CANI, GATTI, MA ANCHE VOLATILI
«Siamo stati fortunati, il Senio ha retto e siamo all’asciutto- ha spiegato Franco Capucci, responsabile del rifugio per animali, i Randagi della Bassa Romagna- ma siamo letteralmente sommersi dalle chiamate. Ci hanno portato gatti smarriti, sporchi, simili a statue di fango da tutta la Bassa Romagna, gatti in stato di shock che vagano senza alcuna metà anche perché non riconoscono più i luoghi nè gli odori. E non ci portano solo gatti, ma anche animali selvatici. Purtroppo non è riuscito ad arrivare vivo da noi un gufo reale che era stato trovato in strada: aveva bevuto troppo fango ed è morto durante il tragitto. Abbiamo 14 gattini piccoli tutti in una stanza e mi auguro che non si ammalino per poi passarsela tra loro, il rischio c’è. Purtroppo siamo anche a corto di volontari perché molti dei nostri sono di Sant’Agata sul Santerno, pesantemente colpita dall’alluvione che in questi giorni sono, ovviamente, occupati a spalare fango fuori dalle loro abitazioni. Ci siamo rimboccati le maniche e facciamo il possibile per aiutare tutti». Capucci, reperibile al 346/0786061 oltre a ringraziare le centinaia di persone che con telefonate, messaggi facebook e di persona hanno dimostrato la loro vicinanza e disponibilità in caso di bisogno spiega che per gestire al meglio i suoi ospiti felini avrebbe bisogno di tappetini igienici 60x90 e di cibo per i micetti piccoli.

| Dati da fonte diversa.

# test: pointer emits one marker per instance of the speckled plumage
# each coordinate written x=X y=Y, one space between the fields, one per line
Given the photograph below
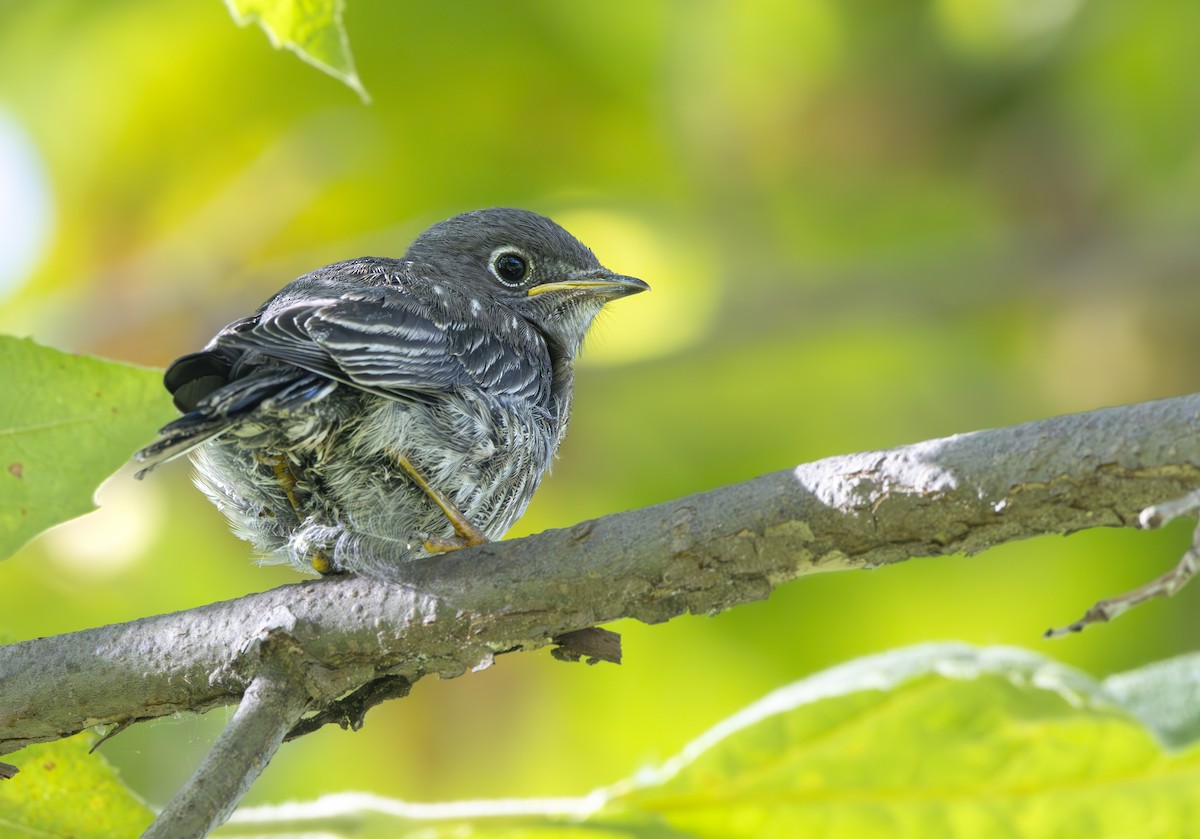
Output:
x=439 y=359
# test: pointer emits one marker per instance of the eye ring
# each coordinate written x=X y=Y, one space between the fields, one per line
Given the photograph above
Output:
x=509 y=265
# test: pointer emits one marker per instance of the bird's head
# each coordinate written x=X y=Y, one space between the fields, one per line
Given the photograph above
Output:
x=525 y=263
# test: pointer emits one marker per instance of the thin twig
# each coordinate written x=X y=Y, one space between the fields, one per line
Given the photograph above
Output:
x=1161 y=587
x=270 y=707
x=700 y=555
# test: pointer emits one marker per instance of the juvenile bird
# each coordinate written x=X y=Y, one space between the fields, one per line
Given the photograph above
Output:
x=379 y=409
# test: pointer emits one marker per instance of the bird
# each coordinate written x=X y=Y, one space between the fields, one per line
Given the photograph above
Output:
x=378 y=409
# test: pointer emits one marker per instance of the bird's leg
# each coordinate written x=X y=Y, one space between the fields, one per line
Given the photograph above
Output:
x=466 y=534
x=286 y=475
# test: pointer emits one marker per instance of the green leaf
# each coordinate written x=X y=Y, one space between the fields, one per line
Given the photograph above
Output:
x=64 y=791
x=1163 y=695
x=312 y=29
x=931 y=741
x=66 y=423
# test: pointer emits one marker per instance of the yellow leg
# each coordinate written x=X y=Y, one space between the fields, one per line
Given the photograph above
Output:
x=287 y=479
x=466 y=534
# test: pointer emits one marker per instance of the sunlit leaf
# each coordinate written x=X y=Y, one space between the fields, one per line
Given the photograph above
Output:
x=66 y=423
x=312 y=29
x=64 y=791
x=931 y=741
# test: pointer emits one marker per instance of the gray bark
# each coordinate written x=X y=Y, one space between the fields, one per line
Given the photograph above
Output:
x=701 y=553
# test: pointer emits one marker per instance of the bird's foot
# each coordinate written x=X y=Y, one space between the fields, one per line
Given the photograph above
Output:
x=466 y=535
x=323 y=564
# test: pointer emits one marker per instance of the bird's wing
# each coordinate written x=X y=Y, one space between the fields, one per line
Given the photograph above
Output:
x=379 y=340
x=387 y=342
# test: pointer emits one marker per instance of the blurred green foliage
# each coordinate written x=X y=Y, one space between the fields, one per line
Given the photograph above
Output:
x=864 y=225
x=1009 y=743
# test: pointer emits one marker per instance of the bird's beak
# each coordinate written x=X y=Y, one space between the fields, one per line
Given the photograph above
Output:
x=600 y=283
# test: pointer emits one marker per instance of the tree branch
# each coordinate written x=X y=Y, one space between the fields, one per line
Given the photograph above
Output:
x=273 y=703
x=701 y=553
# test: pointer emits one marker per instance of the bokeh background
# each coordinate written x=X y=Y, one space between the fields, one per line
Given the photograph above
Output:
x=865 y=225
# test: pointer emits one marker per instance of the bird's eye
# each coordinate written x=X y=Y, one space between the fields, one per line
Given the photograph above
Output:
x=510 y=268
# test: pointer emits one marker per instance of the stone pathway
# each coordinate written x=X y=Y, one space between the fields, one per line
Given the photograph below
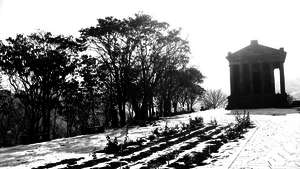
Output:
x=274 y=145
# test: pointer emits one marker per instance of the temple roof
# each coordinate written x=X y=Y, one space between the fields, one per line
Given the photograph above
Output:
x=257 y=53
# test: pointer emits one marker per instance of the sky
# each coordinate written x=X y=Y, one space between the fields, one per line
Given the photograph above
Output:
x=213 y=27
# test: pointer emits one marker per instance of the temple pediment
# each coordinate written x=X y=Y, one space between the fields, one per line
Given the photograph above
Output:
x=257 y=53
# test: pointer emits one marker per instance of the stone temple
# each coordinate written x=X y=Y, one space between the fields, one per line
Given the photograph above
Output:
x=252 y=81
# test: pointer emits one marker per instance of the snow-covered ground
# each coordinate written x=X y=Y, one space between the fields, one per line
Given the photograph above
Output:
x=274 y=142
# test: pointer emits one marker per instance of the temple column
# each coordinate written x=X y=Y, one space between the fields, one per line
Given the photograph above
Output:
x=241 y=83
x=251 y=78
x=271 y=71
x=231 y=80
x=282 y=80
x=262 y=80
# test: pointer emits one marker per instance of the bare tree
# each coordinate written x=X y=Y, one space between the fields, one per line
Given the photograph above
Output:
x=213 y=99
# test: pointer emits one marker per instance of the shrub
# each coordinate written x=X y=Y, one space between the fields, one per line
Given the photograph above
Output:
x=112 y=147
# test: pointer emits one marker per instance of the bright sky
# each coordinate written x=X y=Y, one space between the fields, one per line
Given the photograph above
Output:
x=213 y=27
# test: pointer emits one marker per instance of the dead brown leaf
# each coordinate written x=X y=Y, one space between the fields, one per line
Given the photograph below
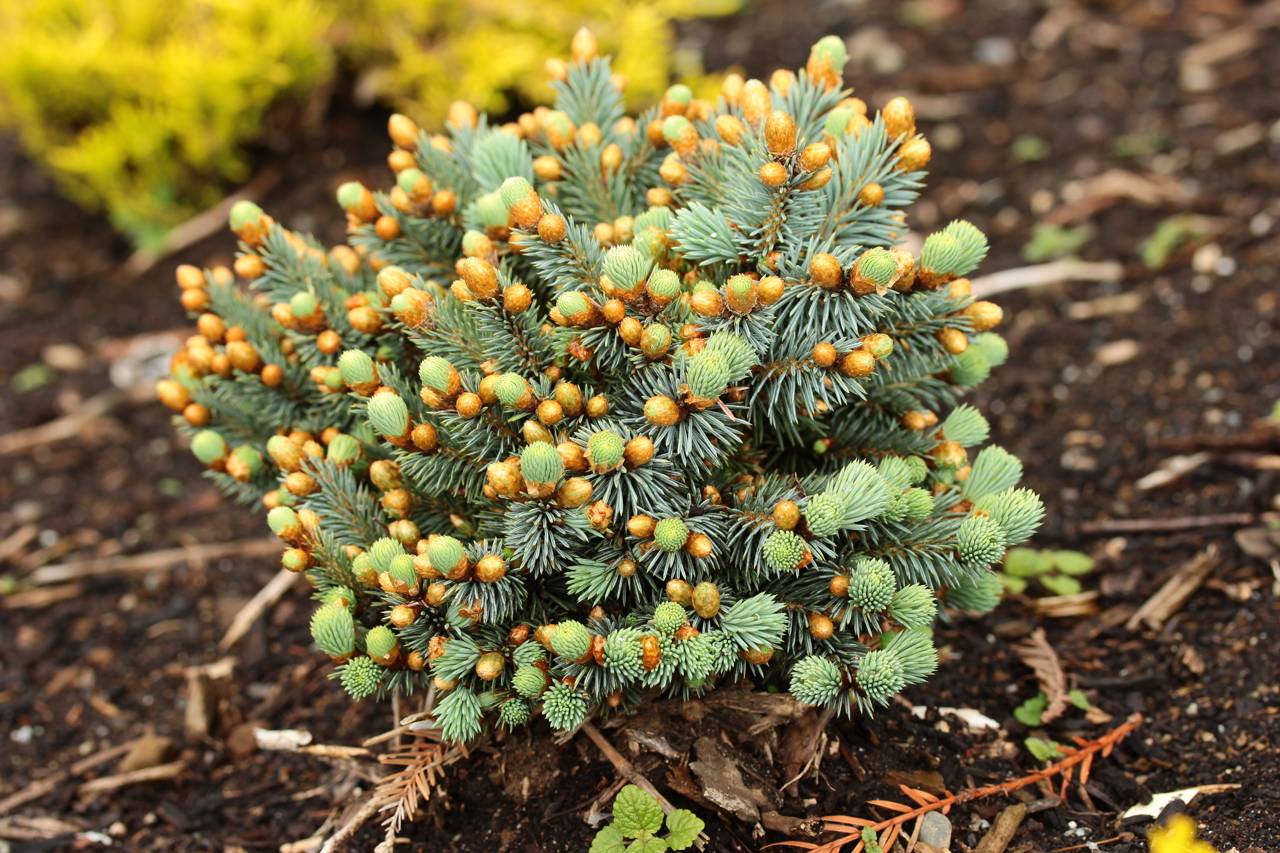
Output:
x=1040 y=656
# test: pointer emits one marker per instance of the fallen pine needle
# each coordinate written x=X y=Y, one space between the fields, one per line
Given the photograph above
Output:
x=1077 y=757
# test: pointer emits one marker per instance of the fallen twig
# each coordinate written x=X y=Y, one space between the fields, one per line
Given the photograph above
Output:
x=1170 y=525
x=119 y=780
x=1171 y=470
x=1001 y=833
x=629 y=771
x=151 y=560
x=1256 y=439
x=42 y=597
x=257 y=605
x=1051 y=273
x=60 y=428
x=1040 y=656
x=41 y=787
x=1175 y=591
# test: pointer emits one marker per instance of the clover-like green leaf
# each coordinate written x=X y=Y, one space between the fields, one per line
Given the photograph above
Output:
x=1042 y=749
x=1061 y=584
x=1015 y=585
x=1027 y=562
x=608 y=840
x=1031 y=711
x=635 y=811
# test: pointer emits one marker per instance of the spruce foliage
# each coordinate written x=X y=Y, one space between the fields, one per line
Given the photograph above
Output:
x=593 y=409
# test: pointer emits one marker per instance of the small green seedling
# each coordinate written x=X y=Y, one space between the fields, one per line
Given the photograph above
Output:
x=1056 y=571
x=636 y=821
x=1042 y=749
x=1170 y=236
x=1050 y=242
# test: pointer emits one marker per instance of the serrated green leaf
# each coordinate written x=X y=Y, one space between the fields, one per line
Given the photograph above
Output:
x=1042 y=749
x=1027 y=562
x=608 y=840
x=682 y=829
x=1031 y=711
x=635 y=811
x=1061 y=584
x=1073 y=562
x=1016 y=585
x=648 y=844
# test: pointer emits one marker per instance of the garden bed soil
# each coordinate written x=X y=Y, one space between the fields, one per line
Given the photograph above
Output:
x=1025 y=108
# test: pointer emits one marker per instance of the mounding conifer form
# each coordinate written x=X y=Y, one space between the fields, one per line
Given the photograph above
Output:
x=593 y=409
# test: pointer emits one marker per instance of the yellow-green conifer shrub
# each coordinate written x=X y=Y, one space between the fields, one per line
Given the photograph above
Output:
x=145 y=108
x=421 y=55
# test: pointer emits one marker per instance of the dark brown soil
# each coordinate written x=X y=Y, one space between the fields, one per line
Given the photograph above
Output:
x=1088 y=414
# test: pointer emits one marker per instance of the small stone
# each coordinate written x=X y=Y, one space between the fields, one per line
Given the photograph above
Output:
x=935 y=831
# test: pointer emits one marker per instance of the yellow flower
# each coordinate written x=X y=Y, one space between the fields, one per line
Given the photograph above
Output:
x=1178 y=836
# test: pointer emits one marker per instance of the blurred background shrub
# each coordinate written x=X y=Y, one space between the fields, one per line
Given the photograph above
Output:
x=147 y=110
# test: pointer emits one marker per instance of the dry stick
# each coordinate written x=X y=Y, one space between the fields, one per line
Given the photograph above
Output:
x=257 y=605
x=1002 y=830
x=73 y=570
x=60 y=428
x=132 y=778
x=1175 y=591
x=41 y=787
x=1257 y=439
x=1170 y=525
x=347 y=830
x=810 y=747
x=629 y=771
x=1041 y=274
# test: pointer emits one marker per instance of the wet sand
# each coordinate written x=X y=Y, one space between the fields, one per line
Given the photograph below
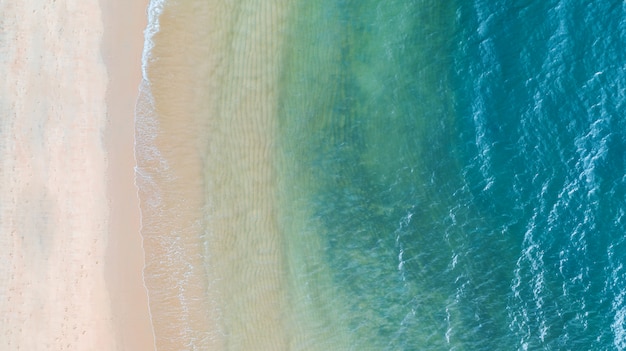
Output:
x=124 y=22
x=214 y=262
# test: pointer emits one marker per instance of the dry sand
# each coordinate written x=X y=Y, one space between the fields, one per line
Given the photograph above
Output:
x=54 y=213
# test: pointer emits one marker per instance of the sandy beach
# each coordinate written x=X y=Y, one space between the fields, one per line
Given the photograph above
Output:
x=124 y=22
x=71 y=264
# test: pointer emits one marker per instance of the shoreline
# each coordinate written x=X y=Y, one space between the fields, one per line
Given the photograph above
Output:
x=121 y=49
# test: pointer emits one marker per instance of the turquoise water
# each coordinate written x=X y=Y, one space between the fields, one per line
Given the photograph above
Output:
x=451 y=175
x=463 y=166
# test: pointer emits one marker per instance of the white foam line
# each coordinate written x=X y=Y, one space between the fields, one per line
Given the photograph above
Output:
x=154 y=11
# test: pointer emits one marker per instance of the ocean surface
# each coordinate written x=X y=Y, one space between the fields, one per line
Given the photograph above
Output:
x=399 y=175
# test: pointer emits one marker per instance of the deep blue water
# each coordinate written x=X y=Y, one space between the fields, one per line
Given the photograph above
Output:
x=462 y=164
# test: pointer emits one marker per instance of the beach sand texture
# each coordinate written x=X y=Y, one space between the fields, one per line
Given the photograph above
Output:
x=205 y=131
x=54 y=192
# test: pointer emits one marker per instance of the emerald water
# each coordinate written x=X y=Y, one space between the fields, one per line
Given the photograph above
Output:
x=451 y=175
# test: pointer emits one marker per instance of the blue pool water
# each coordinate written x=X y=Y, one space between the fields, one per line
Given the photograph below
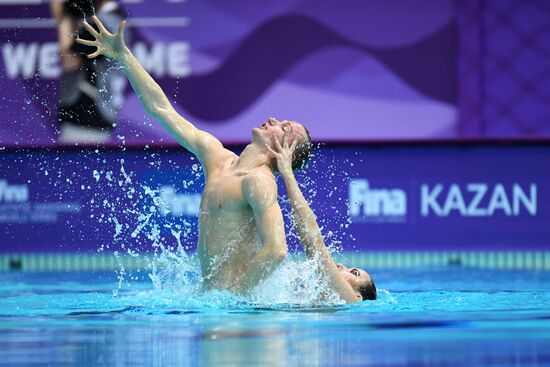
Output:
x=448 y=316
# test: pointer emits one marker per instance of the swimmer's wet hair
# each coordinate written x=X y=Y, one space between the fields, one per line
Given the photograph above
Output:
x=368 y=291
x=302 y=153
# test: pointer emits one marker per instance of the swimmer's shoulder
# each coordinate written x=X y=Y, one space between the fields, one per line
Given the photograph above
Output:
x=259 y=186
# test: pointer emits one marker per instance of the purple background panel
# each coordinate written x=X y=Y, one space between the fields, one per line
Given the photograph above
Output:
x=121 y=205
x=375 y=70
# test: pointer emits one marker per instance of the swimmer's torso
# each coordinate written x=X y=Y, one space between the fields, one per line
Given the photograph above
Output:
x=228 y=236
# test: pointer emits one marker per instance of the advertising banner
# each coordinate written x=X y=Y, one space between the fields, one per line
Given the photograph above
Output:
x=376 y=198
x=367 y=70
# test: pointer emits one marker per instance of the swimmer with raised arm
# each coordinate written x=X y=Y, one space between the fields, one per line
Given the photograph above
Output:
x=241 y=228
x=352 y=285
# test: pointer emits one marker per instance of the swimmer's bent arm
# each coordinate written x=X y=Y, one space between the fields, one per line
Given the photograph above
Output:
x=202 y=144
x=311 y=238
x=261 y=194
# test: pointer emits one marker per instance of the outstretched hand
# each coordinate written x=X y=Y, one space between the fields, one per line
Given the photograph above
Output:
x=108 y=44
x=283 y=153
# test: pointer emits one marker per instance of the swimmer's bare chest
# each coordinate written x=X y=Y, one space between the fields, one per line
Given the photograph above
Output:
x=227 y=231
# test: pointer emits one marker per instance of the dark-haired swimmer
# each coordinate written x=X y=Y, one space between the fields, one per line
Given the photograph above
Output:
x=352 y=285
x=241 y=228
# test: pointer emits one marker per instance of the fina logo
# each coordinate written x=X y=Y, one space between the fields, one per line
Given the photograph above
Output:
x=376 y=205
x=172 y=203
x=13 y=193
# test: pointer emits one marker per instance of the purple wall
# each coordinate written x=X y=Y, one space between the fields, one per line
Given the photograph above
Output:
x=504 y=49
x=365 y=71
x=378 y=197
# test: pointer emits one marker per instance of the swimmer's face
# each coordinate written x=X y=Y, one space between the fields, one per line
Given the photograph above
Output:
x=266 y=133
x=354 y=276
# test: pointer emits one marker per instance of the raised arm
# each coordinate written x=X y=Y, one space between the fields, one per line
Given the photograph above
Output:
x=261 y=194
x=306 y=224
x=202 y=144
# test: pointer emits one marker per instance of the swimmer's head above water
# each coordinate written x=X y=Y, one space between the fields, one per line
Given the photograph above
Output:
x=265 y=133
x=361 y=282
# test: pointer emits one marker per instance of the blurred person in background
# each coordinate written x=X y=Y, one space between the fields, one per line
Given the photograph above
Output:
x=91 y=90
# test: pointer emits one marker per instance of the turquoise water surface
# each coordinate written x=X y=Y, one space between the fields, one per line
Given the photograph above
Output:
x=446 y=316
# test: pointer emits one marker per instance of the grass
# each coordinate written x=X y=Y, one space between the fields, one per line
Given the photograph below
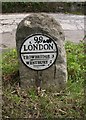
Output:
x=19 y=103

LA RETE DELLE ASSOCIAZIONI
Anche il Rifugio del cane di via Plicca a Faenza fortunatamente non è stato toccato dall’alluvione, ma il lavoro dei volontari di Enpa Faenza è tanto: «ad oggi ospitiamo 35 cani e 20 gatti delle persone sfollate in forma di custodia temporanea gratuitamente – ha commentato la presidente Maria Teresa Ravaioli- recuperiamo gatti delle colonie, ma anche dai diversi palazzi evacuati. Li ospitiamo nelle nostre strutture anche in caso di identificazione del proprietario al quale non viene addebitata alcuna spesa. Abbiamo una volontaria dedicata (reperibile tramite telefono cellulare privato) che gira tra PalaCattani, PalaBubani e zona Fiera per raccogliere le richieste di cibo (crocchette, scatolette, biscotti, umido) e ausili (guinzagli, collari, sacchetti per le deiezioni, cappottini, traversine, coperte, stecchetti per volatili ecc) e per consegnare ai proprietari alluvionati quanto richiesto (la ditta PetsFood Badiali di Faenza ci sta aiutando mettendo a disposizione il materiale). Avendo esaurito la disponibilità dell'ambulatorio felino e a breve pure del Canile, tramite l'utilizzo di una rete solidale creata da noi, stiamo assicurando il ricovero degli animali di proprietari alluvionati presso privati che si sono volontariamente resi disponibili. Teniamo i contatti con alcune associazioni tipo il Pettirosso e la Lipu per il recupero di animali e selvatici vari e rispondiamo ad ogni chiamata telefonica sia dal canile che da me per fornire informazioni utili e indicazioni specifiche. In questa drammatica situazione si continua a dare una mano alle persone disperate che ci chiedono aiuto per salvare i loro amici a quattro zampe intrappolati in casa: il 19 maggio i nostri volontari hanno messo in salvo 7 gatti, rinchiusi in un edificio pericolante. Ora sono in infermeria felina da noi, stanno bene anche se un po' frastornati. La paura di queste persone di perdere i propri animali è commovente e spinge tutti a fare sempre di più. Il lavoro è tanto, ma noi ci siamo e insieme possiamo farcela». Per info 350/9585500
(Marianna Carnoli )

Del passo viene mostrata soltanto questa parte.